Filing an Employment Discrimination Charge
A Do-It-Yourself Packet for Immigrant Workers
In 1986, Congress passed the Immigration Reform and Control Act (IRCA), which made it unlawful for employers to knowingly hire an undocumented worker and established an employment eligibility verification procedure that employers must follow to verify that employees are authorized to work in the United States. This procedure requires all employees to provide proof of their identity and authorization to work in the U.S. by filling out Form I-9. Given the increased immigration enforcement at the workplace, some employers may be afraid of being sanctioned (either with civil or criminal penalties) while others may be confused with the different types of new verification programs. As a result, some employers may refuse to hire immigrants and other workers who “look or sound” foreign. Other employers refuse to accept valid work authorization papers or will only hire individuals who are lawful permanent residents or U.S. citizens. For these reasons, IRCA also included antidiscrimination provisions that make it unlawful for employers to discriminate or retaliate against workers based on citizenship or immigration status; or to request certain or specific work authorization documents from workers.

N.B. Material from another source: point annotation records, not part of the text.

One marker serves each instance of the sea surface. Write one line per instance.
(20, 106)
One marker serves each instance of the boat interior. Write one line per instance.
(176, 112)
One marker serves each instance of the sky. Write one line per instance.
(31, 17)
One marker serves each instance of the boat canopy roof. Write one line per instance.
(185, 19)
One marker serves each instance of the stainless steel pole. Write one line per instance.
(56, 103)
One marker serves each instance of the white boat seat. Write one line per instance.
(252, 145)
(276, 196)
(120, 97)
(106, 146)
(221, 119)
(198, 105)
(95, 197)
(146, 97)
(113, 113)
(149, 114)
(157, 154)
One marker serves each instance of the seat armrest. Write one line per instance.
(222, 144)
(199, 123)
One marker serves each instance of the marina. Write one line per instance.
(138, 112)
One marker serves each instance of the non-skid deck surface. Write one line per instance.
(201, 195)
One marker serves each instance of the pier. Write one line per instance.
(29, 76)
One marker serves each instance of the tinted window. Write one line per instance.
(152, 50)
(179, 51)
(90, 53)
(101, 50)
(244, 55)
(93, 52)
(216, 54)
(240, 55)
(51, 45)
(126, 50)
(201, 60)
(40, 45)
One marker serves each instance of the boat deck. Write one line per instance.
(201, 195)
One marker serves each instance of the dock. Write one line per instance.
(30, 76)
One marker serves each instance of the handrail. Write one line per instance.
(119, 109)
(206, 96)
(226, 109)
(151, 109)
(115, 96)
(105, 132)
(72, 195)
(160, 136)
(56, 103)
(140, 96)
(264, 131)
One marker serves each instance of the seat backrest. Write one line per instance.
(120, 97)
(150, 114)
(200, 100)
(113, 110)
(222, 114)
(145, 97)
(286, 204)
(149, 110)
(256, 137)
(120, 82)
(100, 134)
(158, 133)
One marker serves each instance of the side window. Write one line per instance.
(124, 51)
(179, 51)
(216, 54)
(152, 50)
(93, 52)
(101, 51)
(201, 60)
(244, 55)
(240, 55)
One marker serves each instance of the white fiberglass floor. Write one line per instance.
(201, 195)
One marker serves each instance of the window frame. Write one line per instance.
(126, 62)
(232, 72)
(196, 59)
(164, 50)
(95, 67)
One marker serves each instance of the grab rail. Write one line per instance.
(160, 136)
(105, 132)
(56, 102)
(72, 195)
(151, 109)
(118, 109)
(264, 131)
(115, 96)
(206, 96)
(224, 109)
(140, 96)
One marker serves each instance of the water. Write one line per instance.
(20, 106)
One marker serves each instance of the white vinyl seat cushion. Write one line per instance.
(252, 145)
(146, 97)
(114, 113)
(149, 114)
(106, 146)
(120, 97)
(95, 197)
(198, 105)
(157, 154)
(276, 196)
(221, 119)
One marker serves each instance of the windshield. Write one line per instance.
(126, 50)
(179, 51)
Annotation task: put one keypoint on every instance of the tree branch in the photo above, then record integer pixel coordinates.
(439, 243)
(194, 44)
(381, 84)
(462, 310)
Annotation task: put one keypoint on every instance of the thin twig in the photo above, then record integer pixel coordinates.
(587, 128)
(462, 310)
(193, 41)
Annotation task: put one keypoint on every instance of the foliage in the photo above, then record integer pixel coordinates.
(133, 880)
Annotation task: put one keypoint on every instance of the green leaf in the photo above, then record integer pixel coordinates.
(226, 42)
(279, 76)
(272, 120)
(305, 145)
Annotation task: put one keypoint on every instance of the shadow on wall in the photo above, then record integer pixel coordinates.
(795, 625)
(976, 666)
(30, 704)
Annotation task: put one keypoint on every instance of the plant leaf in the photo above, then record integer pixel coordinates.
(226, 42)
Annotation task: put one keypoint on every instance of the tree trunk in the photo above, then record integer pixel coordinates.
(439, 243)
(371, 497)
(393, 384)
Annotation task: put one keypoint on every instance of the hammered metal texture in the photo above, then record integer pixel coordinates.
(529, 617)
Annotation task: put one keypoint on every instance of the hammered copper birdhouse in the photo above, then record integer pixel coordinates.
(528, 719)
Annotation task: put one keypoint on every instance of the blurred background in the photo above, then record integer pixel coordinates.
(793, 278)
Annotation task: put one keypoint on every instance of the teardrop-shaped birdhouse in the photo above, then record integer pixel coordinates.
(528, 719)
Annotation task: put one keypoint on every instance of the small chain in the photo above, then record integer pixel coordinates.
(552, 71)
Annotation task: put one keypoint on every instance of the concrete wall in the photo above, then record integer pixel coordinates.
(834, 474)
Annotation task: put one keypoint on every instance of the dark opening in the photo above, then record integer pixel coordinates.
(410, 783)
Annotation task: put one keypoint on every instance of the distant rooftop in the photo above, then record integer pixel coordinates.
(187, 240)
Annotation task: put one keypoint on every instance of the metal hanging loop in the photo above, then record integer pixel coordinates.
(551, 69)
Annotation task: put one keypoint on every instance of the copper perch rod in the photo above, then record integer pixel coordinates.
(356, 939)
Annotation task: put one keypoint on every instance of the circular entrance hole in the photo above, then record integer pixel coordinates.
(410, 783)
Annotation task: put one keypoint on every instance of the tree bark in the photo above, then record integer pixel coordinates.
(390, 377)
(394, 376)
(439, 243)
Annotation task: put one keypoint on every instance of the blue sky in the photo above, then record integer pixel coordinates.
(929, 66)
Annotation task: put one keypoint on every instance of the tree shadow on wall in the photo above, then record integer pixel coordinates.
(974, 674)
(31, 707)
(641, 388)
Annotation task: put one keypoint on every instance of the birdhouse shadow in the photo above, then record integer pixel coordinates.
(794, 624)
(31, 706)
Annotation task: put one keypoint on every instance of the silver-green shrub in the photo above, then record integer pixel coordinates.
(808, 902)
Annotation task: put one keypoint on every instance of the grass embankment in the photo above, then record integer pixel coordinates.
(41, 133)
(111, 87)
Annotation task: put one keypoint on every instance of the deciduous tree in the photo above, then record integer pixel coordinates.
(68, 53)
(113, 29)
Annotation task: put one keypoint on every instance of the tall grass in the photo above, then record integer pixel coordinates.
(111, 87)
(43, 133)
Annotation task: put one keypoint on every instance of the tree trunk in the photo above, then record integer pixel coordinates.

If you think an employer did not hire you because you are not a U.S. citizen, you “look or sound” foreign, or the employer wouldn’t accept your valid work authorization documents, you may be the victim of illegal employment discrimination under federal immigration law. This packet will provide you with information about your right to be free of employment discrimination, and how to file a discrimination charge to help you protect your rights as a worker.